Se, para fazer frente às suas atuais e crescentes atribuições e atividades, a PGE necessitava, já há quase quatro anos, da ampliação do número de Procuradores, nada justifica o retardamento na realização do concurso, seja para repor o antigo quadro, seja para preencher os cargos criados.
O próprio Corregedor Geral da PGE manifestou preocupação com o déficit de Procuradores: “(…) o que deve balizar a atuação da Corregedoria é a realidade atual da Procuradoria Geral do Estado de São Paulo – defasagem existente entre o aumento da demanda de serviços e o insuficiente número de Procuradores e funcionários de apoio em exercício” (Boletim CEPGE, São Paulo, v. 39, n. 5, p. 8, setembro/outubro 2015).

Agregue-se a isso o fato de que, abstraídas as constantes exonerações de Procuradores para assumirem cargos em carreiras melhor estruturadas, muitas aposentadorias avizinham-se. Segundo dados da PGE, quase 10% dos 859 Procuradores em atividade reúnem requisitos para se aposentar. Assim, o déficit ampliar-se-á ainda mais e comprometerá a boa condução e a qualidade dos serviços jurídicos a cargo da Instituição.
Atualmente, há, em andamento, cerca de 1.932.392 processos cadastrados no PGE.net – sistema informatizado de gerenciamento dos processos judiciais na PGE –, número que cresce aos milhares por ano.
Verifica-se, pois, que a PGE, na conjuntura de surpreendente aumento da litigiosidade judicial, não deveria apresentar vazios de lotação. Tão logo constatada a vacância de 20 cargos, o Estado deveria, atento e cioso à eficiente defesa do interesse público, providenciar a abertura do correspondente concurso (afinal, a Lei de Improbidade Administrativa proíbe que o administrador público aja negligentemente na conservação do patrimônio público e na arrecadação de tributos!). No entanto, não é o que tem ocorrido, pois, nos últimos 16 anos, a PGE realizou apenas 4 concursos (o último, em 2012). No mesmo período, o Ministério Público paulista promoveu 10 certames.
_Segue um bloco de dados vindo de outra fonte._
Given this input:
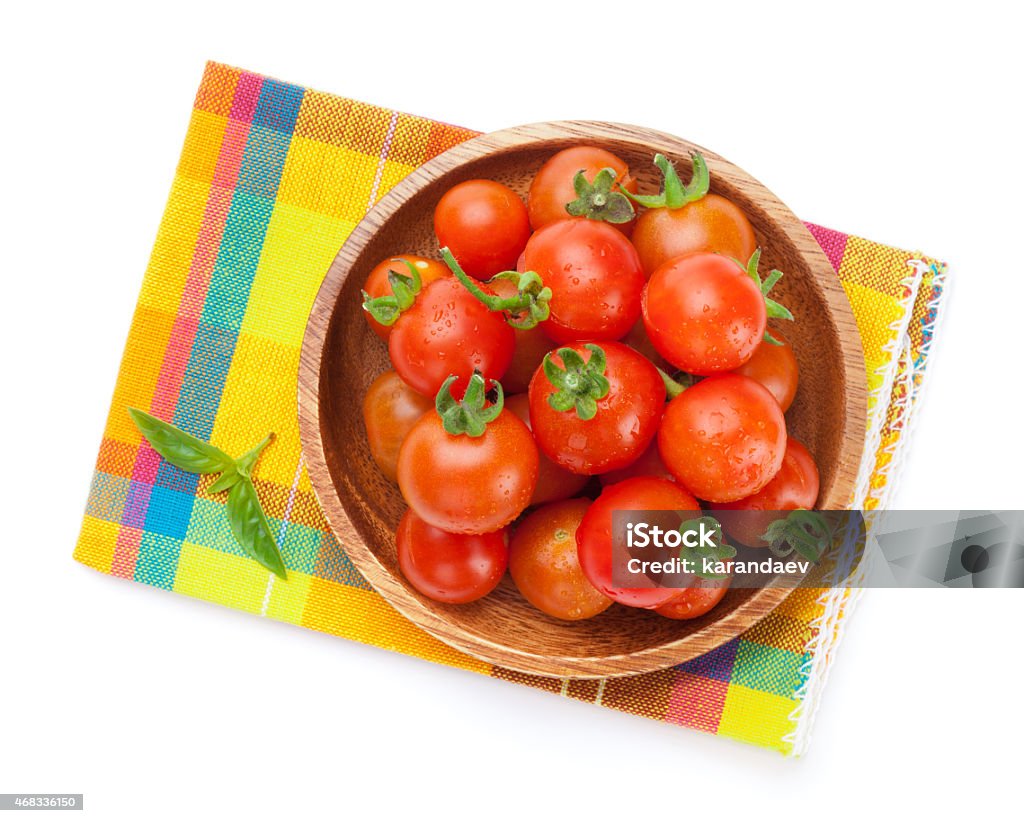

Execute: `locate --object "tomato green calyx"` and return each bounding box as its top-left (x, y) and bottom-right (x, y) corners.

A vacância de Procuradores também debilita a ação dos órgãos consultivos, que produzem mais de 30.000 pareceres por ano e são essenciais à garantia da constitucionalidade e legalidade e à segurança jurídica dos atos e políticas públicas do Estado. De janeiro de 2015 a fevereiro de 2017, o Gabinete do Procurador Geral do Estado, reconhecendo a precariedade do número de Procuradores Consultores Jurídicos nas Secretarias de Estado, editou 32 atos de designação, com determinação de que uma Consultoria Jurídica respondesse pelo expediente de outra.
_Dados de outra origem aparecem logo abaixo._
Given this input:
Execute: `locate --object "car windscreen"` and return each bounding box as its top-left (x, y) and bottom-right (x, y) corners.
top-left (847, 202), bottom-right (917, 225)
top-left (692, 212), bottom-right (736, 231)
A diminuição de Procuradores igualmente tende a comprometer a eficiência da cobrança e da arrecadação da dívida ativa, estimada, em março de 2017, em R$ 343 bilhões. Menos Procuradores, menor a arrecadação tributária! À guisa de ilustração, entre janeiro de 2011 e março de 2017, os Procuradores do Estado arrecadaram em torno de R$ 15,5 bilhões, ou seja, R$ 2,48 bilhões por ano (afora outros valores que os Procuradores do Estado também arrecadam e evitam perder, o montante de R$ 2,48 bilhões por eles recuperados corresponde à expressiva quantia de mais de R$ 2,88 milhões/ano, ou R$ 240,5 mil/mês por Procurador, e autoriza dizer que os Procuradores do Estado “se pagam e dão lucro”). De janeiro de 2015 a dezembro de 2016, foram arrecadados, por meio de protestos de certidões da dívida ativa, R$ 1,57 bilhão, isto é, R$ 1,8 milhão por Procurador. Decerto, todos esses números poderiam ser maximizados se fossem providos os cargos vagos de Procurador do Estado.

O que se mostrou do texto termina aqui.